Offre de stage
Stage : Stage 5 mois : analyse statistique des tests d'effort pour l'amélioration du diagnostic patient
Candidature avant : 31/01/2025
Modalité :
Par mail à paul.chauchat@lis-lab.fr et luca.thiebaud@lis-lab.fr
Résumé :
Ce stage s'inscrit dans un projet de recherche visant à analyser les données issues de tests
d’effort cardio-pulmonaire (CPET). Les CPET sont utilisés pour évaluer les réponses physiologiques d'un patient lors d'un exercice maximal. L’objectif de ce stage est de contribuer à l’exploitation des données issues des tests d’effort cardio-pulmonaire (CPET) à travers une approche de Network Physiology.
Stage : multimodal conversation script generation
Candidature avant : 15/12/2024
Modalité :
Send CV, transcripts, application letter to Benoit Favre
Résumé :
The MINERAL
ANR project aims at generating enriched representations of multiparty conversations in the
form of a conversation script similar to a movie script or a play script.
The goal of this internship is twofold:
1) Propose an evaluation methodology for assessing the quality of a generated script
2) Build and assess baselines leveraging disjoint building blocks such as speech
transcription and automated description of video scenes
Stage : Commande sans modèle explicite d'un véhicule sous-marin
Candidature avant : 01/04/2024
Modalité :
Pour postuler : Envoyer un CV, une lettre de motivation, des relevés de notes à moussaal@univ-tln.fr
Résumé :
L'objectif principale de ce travail est d'imaginer et développer, en s'inspirera de certains outils et développements de la théorie de l'estimation algébrique, une méthode totalement nouvelle de commande sans modèle explicite d'un véhicule sous-marin avec une configuration à 6 propulseurs vectorisés.
Stage : Predictive multimodal model of dyadic conversations
Candidature avant : 01/02/2024
Modalité :
This internship is not available anymore,
Résumé :
The goal of this MSc-level internship is to develop a model of multimodal conversations with two participants. The model will predict discretized speech and video representations of participants\' behavior from the history. The idea is to go beyond turn-taking limitations of current approaches to modeling conversations, and exploit the results for (1) synthesizing robotic actions, (2) better understand cognitive science aspects of conversational behavior. Auto-supervised transformers will be trained on a large set of audio-video recordings of dyadic conversations.
Stage : Deep transfer knowledge from speech to primate vocalizations
Candidature avant : 01/02/2024
Modalité :
This internship is not available anymore.
Résumé :
The goal of this internship is to study the ability of large pre-trained models to transfer knowledge from speech to animal vocal communication. In the recent years, computational bioacoustics (i.e., the study of animal sounds with machine learning) is showing increasing interest towards pre-trained self-supervised models inspired from sound and speech processing. In this context, the internship would aim at testing the ability of speech-based models to extract meaningful representations of primate vocalisations in few-shot learning scenarios. More specifically, the candidate will implement efficient fine-tuning and adversial reprogramming solutions on several pre-trained models and analyse their respective performances in detecting, identifying and classifying Gibbon vocalisations.

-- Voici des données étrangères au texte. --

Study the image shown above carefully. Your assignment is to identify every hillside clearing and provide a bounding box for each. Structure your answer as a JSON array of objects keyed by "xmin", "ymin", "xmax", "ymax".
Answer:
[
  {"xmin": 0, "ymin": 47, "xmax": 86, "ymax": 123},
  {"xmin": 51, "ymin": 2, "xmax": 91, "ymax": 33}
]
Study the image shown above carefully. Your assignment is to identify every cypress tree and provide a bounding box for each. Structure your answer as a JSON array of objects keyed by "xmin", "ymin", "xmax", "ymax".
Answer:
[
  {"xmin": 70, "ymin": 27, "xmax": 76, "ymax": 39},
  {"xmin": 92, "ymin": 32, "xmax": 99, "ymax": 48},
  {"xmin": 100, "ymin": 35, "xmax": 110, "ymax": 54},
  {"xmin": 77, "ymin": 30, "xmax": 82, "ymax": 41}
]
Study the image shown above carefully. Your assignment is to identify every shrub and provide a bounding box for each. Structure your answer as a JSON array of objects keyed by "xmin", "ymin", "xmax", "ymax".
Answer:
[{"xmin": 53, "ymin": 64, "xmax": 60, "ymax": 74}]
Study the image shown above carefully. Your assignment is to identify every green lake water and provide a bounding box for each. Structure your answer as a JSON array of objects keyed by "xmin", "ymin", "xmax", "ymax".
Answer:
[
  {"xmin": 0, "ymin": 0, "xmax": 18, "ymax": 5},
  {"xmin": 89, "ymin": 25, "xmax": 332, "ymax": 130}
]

Stage : LLM adaptation to the biomedical domain
Candidature avant : 01/02/2024
Modalité :
This internship is not available anymore
Résumé :
The goal of this internship is to propose low-cost methods for adapting general-purpose LLMs that are able to sacrifice general knowledge while acquiring medical knowledge. To this end, the method will have to locate general knowledge in an LLM and overwrite it with domain-specific information.
Stage : Deep learning pour la caractérisation fine de la structure de galaxies
Candidature avant : 01/04/2023
Modalité :
Envoyer un CV et lettre de motivation à Adeline Paiement : adeline.paiement@lis-lab.fr
Résumé :
Stage de 3 à 6 mois proposé dans l'équipe DYNI. Projet multidisciplinaire avec partenariat de l'observatoire astronomique de Strasbourg. La date exacte de début du stage dépendra de la date d'établissement de la convention (2 mois nécessaires à partir de la candidature).
Stage : Tensor learning for color and polarimetric imaging
Candidature avant : 01/03/2023
Modalité :
Contact Julien Flamant (julien.flamant@cnrs.fr) and Yassine Zniyed (zniyed@univ-tln.fr).
Résumé :
The candidate should be enrolled in a M1/M2R or engineer diploma in one or more of the following fields: signal and image processing, machine learning, applied mathematics. The candidate should have good writing and oral communication skills.
Stage : Text Summarisation with Quantum Natural Language Processing
Candidature avant : 01/02/2023
Modalité :
This internship is not available anymore.
Résumé :
Quantum natural language processing (QNLP) is the use of quantum computing to solve NLP tasks faster than any classical computer. The aim of the internship is to apply QNLP to the problem of automatic text summarisation. The student will design quantum algorithms, investigate their asymptotic speedup compared to classical ones and implement proof-of-concept experiments to evaluate them.
See https://alexis.toumi.xyz/jobs/22-11-16-qnlp-summarisation
Stage : Génération automatique de comportements sociaux de personnages virtuels à partir de réseaux adverses génératifs (GAN)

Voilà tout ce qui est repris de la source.